Kaarslichtmodus

Gebruik de modus [] (Kaarslicht) als u een opname wilt maken van een persoon bij kaarslicht. De atmosfeer van kaarslicht wordt gereflecteerd in de kleurtoon van de foto.

TipsOpnametips

  • Gebruik het middelste AF-punt om scherp te stellen.

    Richt het middelste AF-punt in de zoeker op het onderwerp en maak de foto.

  • Als de nummerweergave (sluitertijd) in de zoeker knippert, moet u ervoor zorgen dat de camera niet beweegt.

    Bij weinig licht, wanneer de kans op cameratrilling groter is, knippert de weergave van de sluitertijd in de zoeker. Als u een zoomlens gebruikt, probeer dan uit te zoomen en de camera stil te houden of een statief te gebruiken. Bij gebruik van een zoomlens kunt u de onscherpte als gevolg van een bewegende camera beperken door de lens in de groothoekstand te zetten, ook bij opnamen uit de hand.

  • Pas de kleurtoon aan.

    U kunt de [Kleurtoon] veranderen. Als u de roodachtige tint van het kaarslicht wilt versterken, zet u de kleurtoon richting [Warm] (rood). Als het geheel te rood overkomt, zet u de kleurtoon richting [Koel] (blauw).

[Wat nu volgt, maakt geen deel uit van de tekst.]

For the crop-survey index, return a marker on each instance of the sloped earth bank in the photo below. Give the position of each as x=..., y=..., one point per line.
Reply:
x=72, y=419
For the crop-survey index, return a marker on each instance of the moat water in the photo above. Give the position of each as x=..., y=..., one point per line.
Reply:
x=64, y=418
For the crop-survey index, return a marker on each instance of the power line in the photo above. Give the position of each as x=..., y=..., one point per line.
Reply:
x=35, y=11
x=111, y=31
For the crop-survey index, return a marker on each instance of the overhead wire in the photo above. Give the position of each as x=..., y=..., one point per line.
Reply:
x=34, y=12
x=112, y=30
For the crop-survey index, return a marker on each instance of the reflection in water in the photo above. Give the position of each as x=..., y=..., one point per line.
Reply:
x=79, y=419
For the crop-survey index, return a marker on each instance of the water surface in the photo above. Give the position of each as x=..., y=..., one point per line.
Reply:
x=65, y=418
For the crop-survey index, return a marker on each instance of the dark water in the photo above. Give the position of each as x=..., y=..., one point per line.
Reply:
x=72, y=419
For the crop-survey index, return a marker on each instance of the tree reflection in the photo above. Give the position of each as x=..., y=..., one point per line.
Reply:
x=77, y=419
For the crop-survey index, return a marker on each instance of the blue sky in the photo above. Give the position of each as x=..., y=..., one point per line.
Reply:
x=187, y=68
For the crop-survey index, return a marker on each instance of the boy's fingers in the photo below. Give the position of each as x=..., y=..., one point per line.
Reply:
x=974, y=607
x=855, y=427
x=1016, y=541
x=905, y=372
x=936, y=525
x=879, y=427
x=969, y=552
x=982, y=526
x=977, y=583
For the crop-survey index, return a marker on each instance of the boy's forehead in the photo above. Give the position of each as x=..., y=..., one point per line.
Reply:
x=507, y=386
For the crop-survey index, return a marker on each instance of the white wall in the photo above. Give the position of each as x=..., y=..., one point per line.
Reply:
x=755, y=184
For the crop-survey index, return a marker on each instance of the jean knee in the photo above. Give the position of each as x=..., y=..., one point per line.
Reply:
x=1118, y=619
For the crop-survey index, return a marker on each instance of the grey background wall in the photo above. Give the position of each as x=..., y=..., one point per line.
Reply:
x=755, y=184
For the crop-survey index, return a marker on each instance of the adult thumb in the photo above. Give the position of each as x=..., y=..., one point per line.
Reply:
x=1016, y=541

  • Pas de helderheid aan.

    U kunt de [Helderheid] veranderen. Verander het in de richting van + als u het beeld helderder wilt maken of - als het te helder is.

VOORZICHTIG

  • Er kunnen geen Live View-opnamen worden gemaakt.
  • De flitser werkt niet. Maar u wordt aangeraden de flitser vooraf uit te klappen, zodat het AF-hulplicht kan worden geactiveerd ().

Opmerking

  • De AF-methode is ingesteld op [1-punt AF] en kan niet worden gewijzigd.